Begonnen hat die Debatte mit Fereshta Ludin. Der Lehrerin wurde in Baden-Württemberg eine Anstellung an einer Schule aufgrund ihres Hijabs verwehrt. Ludin weigerte sich, das Kopftuch abzulegen und klagte sich durch alle Instanzen. Das Bundesverfassungsgericht entschied 2003, dass es an gesetzlicher Grundlage mangele, der Lehrerin eine Anstellung zu verwehren, stellte gleichzeitig aber dem Gesetzgeber frei, eine solche Grundlage zu schaffen. Auf Länderebene wurden Gesetze eingeführt, die sich mit dem Thema Lehrerinnen mit Kopftuch beschäftigen. In den meisten Bundesländern hatte das ein Kopftuchverbot zur Folge. Seitdem gab es viele neue Gerichtsurteile und schließlich änderte auch das Bundesverfassungsgericht seine Haltung und widersprach einem grundsätzlichen Kopftuchverbot für Lehrer:innen.

In der Zwischenzeit ist das muslimische Kopftuch zur Projektionsfläche für Integrationsdebatten geworden. Die Frage danach, wer und was Deutsch ist und sein sollte, wurde immer wieder verhandelt. Rassistische Vorurteile beeinflussten dabei stets mehr oder weniger stark den Einwanderungsdiskurs.

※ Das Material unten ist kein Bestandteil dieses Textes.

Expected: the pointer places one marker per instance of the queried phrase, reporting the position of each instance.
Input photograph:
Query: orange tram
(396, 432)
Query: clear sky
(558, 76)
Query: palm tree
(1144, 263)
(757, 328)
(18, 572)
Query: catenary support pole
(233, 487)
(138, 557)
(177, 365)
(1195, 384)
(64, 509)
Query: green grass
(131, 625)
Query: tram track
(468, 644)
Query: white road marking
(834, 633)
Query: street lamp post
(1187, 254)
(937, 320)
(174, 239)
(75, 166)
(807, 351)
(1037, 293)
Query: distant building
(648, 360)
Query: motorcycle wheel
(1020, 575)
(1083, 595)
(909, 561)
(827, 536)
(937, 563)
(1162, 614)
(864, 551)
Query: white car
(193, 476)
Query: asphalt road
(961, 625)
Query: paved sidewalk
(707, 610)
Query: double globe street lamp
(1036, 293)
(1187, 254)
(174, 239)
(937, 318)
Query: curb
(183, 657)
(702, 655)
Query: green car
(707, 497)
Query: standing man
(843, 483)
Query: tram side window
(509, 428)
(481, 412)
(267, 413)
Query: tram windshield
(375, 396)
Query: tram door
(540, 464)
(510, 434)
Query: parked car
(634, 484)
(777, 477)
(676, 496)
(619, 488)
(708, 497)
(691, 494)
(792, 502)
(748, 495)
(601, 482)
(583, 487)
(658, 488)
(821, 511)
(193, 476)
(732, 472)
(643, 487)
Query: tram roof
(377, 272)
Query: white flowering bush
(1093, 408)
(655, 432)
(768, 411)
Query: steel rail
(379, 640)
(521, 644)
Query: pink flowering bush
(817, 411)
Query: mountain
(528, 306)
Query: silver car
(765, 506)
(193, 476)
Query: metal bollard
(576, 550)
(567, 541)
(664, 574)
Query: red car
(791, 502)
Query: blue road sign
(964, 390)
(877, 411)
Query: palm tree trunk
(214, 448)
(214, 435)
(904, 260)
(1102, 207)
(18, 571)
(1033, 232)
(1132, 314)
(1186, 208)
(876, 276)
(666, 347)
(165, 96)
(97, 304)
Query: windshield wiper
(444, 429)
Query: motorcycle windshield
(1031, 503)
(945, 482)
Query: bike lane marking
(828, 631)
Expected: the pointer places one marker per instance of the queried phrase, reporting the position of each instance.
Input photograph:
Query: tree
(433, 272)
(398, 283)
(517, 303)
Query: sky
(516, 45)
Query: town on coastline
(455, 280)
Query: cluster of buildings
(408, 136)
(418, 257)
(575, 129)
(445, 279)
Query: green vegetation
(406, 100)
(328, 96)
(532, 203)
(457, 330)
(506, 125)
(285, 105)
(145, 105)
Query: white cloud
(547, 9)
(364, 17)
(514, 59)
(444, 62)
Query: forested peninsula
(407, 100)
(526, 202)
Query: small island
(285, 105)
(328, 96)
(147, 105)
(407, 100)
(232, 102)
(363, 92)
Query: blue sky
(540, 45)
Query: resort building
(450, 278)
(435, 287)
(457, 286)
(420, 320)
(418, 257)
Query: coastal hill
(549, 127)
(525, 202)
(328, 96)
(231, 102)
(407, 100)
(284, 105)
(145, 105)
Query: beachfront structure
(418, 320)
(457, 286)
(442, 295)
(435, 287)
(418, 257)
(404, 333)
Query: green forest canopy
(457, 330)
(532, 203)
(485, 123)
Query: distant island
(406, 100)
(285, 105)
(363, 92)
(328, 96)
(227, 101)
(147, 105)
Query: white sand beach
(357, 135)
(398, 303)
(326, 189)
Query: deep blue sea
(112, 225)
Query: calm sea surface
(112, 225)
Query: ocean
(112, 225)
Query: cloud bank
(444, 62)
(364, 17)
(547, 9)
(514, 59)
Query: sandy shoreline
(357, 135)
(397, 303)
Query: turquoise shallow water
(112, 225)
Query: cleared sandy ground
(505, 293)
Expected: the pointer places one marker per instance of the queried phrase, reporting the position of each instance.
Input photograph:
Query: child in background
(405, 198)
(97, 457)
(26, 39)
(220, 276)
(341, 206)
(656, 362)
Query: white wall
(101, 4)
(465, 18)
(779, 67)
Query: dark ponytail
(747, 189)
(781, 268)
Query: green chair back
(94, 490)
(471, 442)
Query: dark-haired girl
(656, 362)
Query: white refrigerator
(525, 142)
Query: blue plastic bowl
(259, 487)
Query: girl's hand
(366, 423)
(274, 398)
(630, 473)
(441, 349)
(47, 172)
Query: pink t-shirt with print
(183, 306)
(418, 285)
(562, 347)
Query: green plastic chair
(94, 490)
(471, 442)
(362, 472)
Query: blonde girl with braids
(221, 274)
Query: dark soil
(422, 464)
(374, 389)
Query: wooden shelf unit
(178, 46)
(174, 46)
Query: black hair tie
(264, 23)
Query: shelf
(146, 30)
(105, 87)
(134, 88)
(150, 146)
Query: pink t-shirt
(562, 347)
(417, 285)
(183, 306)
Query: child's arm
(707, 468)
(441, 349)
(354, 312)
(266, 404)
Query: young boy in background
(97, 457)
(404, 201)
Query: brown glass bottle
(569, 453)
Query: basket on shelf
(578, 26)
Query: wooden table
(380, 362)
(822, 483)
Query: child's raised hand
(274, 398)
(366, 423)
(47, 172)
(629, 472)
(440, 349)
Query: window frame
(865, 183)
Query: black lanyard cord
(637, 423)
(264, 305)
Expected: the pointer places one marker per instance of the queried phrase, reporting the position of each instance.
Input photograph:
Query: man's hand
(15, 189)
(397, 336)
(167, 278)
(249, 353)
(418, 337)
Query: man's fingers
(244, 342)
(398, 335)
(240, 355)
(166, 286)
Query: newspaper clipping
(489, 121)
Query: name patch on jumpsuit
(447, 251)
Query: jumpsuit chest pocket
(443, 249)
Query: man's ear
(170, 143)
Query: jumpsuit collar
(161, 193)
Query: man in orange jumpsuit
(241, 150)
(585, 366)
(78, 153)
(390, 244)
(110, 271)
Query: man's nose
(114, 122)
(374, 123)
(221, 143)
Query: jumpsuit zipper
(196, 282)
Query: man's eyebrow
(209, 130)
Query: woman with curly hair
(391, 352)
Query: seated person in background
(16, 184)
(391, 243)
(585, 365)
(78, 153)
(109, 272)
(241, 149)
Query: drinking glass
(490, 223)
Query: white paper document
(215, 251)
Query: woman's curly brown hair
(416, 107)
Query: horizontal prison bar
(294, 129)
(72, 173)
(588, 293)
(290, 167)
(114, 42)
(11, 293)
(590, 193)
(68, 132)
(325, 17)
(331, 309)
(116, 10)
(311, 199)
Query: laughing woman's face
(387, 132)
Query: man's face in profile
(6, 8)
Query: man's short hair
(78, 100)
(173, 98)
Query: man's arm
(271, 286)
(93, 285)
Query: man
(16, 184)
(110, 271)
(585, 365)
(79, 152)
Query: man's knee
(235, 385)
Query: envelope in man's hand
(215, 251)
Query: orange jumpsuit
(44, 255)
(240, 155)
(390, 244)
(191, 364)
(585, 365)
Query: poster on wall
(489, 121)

Vorrangig wurde indessen eine (Stellvertreter)Debatte um das Kopftuch selbst geführt. Für das Verbot werden vor allem zwei Hauptargumente angebracht. Zum einen ist da das Argument des Neutralitätsprinzips: In einem säkularen Staat haben religiöse Symbole innerhalb staatlicher Institution keinen Platz. Allerdings gilt das in Ländern wie Bayern zum Beispiel nicht für christliche Symbole, da diese als Ausdruck der hiesigen Kultur gesehen werden. Zum anderen gibt es den Vorwurf, beim Hijab handele es sich um das Symbol der Unterdrückung von muslimischen Frauen durch muslimische Männer. Hier wird Muslimen Sexismus als kulturelle Eigenheit zugesprochen und die muslimische Frau zum hilflosen Opfer erklärt. Das wiederum geht Hand in Hand mit dem Bild des bedrohlichen, aggressiven Islams, vor dem es sich zu schützen gelte.

Das Kopftuch dient dabei gleichzeitig als Symbol für die viktimisierte Frau und den gewalttätigen Islamismus.
In der Debatte um das muslimische Kopftuch in Deutschland kommen zwei Diskurse zusammen, einerseits der Diskurs um Frauenrechte und andererseits der Einwanderungsdiskurs. Es ist schwer, zwischen rassistischer, islamophober und sexistischer Diskriminierung zu unterscheiden.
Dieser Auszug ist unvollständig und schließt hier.